À Lucerne, on peut camper au Lido, ouvert toute l’année, en bord de lac. Ou loger dans les hostels, en privilégiant l’excellent Young Backpackers Homestay (à réserver par Airbnb), perché sur les hauteurs avec vue, ou le non moins satisfaisant Lucerne Backpackers Hostel. The Lubo dispose de chambres privées à l’esprit un peu loft, certaines avec salle de bains privée mais extérieure, d’autres avec kitchenette, à des tarifs raisonnables. Pour plus de confort : l’Hôtel Anker, proche de la gare.

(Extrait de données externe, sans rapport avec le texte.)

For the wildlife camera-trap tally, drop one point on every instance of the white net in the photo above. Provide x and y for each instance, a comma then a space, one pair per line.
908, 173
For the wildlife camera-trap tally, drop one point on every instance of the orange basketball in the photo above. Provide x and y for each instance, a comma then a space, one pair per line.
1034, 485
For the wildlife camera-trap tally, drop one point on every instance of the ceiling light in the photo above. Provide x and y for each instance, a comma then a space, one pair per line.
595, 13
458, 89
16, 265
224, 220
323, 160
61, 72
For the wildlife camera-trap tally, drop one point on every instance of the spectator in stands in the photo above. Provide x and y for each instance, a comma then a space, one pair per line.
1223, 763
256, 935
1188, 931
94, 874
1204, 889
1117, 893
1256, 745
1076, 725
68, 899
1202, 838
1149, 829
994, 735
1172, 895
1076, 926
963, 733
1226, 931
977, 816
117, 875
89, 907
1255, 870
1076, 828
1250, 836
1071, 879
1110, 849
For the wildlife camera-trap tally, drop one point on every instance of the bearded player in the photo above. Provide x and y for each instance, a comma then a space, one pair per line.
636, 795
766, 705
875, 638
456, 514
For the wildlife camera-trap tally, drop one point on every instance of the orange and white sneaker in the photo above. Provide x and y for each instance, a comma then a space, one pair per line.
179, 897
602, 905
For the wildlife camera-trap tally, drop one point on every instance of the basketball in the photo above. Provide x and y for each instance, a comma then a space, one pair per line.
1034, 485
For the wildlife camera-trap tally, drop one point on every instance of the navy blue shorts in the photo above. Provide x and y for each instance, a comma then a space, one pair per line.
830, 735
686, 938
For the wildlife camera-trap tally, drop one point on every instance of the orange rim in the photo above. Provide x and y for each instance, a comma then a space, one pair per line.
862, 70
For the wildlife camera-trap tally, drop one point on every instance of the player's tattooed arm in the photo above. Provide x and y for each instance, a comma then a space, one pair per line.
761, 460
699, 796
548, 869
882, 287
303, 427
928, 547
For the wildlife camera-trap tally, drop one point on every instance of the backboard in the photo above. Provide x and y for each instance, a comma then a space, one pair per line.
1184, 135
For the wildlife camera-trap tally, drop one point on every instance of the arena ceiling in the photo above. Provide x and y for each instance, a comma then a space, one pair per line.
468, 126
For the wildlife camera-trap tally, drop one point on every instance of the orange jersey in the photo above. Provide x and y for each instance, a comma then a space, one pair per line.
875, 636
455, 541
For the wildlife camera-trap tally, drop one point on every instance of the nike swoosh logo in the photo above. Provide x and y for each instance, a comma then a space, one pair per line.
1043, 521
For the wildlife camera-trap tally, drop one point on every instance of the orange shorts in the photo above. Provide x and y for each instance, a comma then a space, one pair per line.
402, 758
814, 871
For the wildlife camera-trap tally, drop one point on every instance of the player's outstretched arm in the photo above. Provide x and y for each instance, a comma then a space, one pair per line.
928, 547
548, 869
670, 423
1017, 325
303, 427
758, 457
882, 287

À Berne aussi, on peut camper sans aller loin, d’avril à octobre : à Wabern (3,5 km) au bord de l’Aar, ou à Hinterkappelen (5 km), au Camping Eymatt, niché entre bois et rivière (centre-ville à 6 min en bus). Le Bern Youth Hostel et l’Hostel 77 Bern se valent : très bien dans les deux cas, même si le premier est beaucoup plus central (juste en contrebas du palais fédéral !). Sinon, côté hôtels, on aime bien la Martahaus, simple mais pimpant, aux tonalités vert pomme (dès 130 CHF avec salle de bains partagée). Pour ceux qui surveillent moins leur budget : l’Alpenblick, aux chambres de toutes tailles et excellents matelas.

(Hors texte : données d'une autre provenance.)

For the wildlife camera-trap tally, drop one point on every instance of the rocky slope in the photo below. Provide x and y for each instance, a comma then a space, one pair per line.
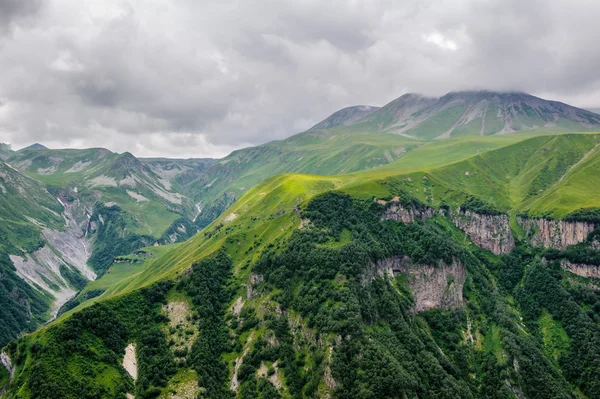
433, 287
581, 269
476, 113
487, 231
554, 233
395, 210
345, 116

À La Chaux-de-Fonds, le choix est plus réduit. Pour camper, de mai à septembre, on file au Bois-du-Couvent, avec de petits chalets en prime s’il ne fait pas beau. Attention, à 1 020 m d’altitude, il peut faire frisquet ! Il y a même un micro-dortoir de deux lits superposés pas chers (20 CHF). Sinon, on vous conseille plutôt un des sympathiques B&B du coin : par exemple La Ferme du Sommet de Pouillerel (chez la famille Santschi, à 3 km et 1 200 m d’altitude), ou Le Gros-Crêt, dans le même coin.

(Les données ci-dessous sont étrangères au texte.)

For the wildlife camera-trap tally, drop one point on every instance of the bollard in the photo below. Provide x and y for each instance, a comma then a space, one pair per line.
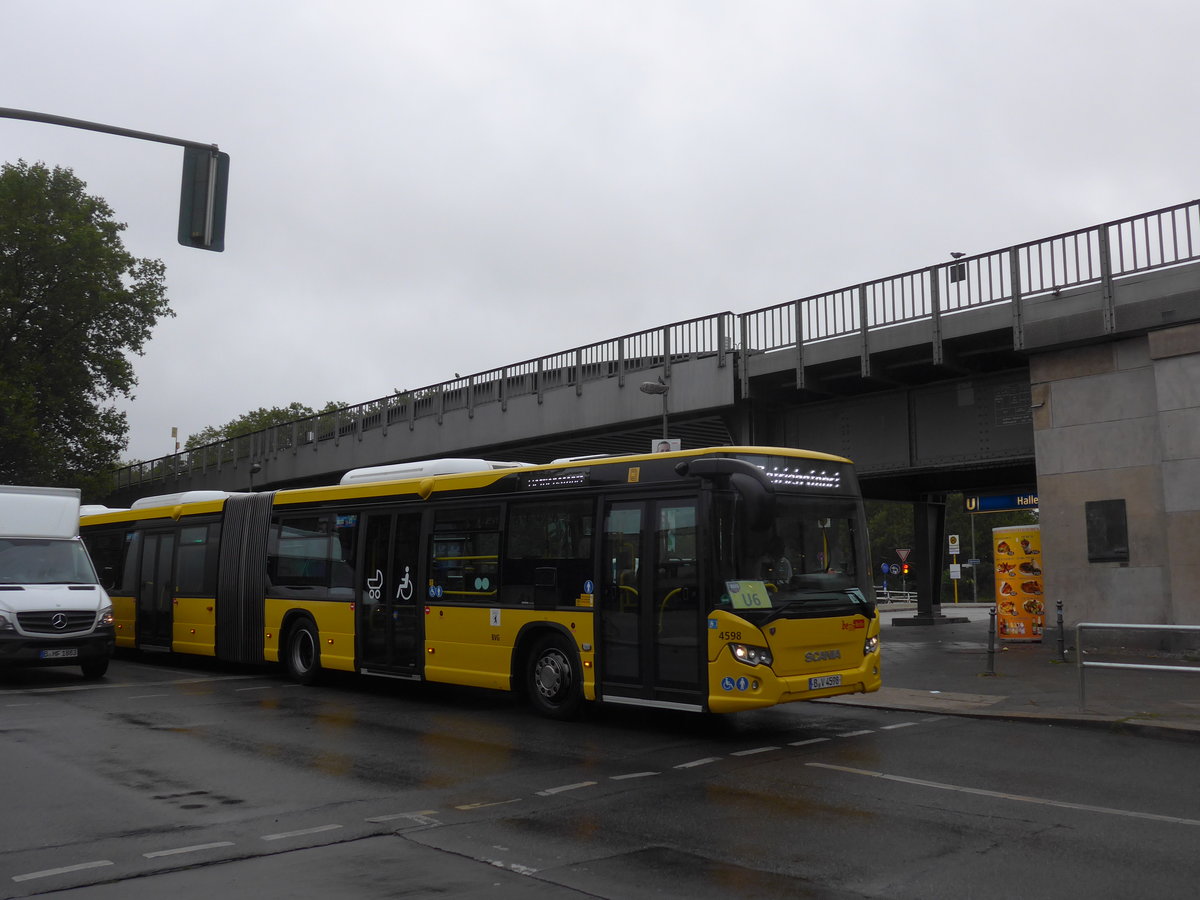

Au Locle, la Maison DuBois occupe un ancien atelier d’horlogerie du XVIIIe siècle. On y trouve cinq belles chambres abordables (125-155 CHF) et une table d’hôtes où l’on dîne sur l’ancien établi de l’horloger !
Dans la vallée de Joux, on campe toute l’année (si, si !) sans se ruiner près du village du Sentier, au Camping du Lac de Joux. L’été, on s’y baigne et, l’hiver, lorsque souffle la bise noire, on y patine ! Pour dormir au sec à coup sûr, l’Hôtel Bellevue le Rocheray nous semble un bon choix, face au lac, avec en prime une bonne table (doubles à partir de 110 CHF). Et pour ceux qui ne comptent (vraiment !) pas, il y a l’Hôtel des Horlogers du Brassus, un OVNI contemporain épousant la vue sur la forêt du Risoud. Propriété d’Audemars Piguet, il a été inauguré en 2022 selon des normes environnementales exigeantes, avec deux tables placées sous l’égide du chef français étoilé Emmanuel Renaut.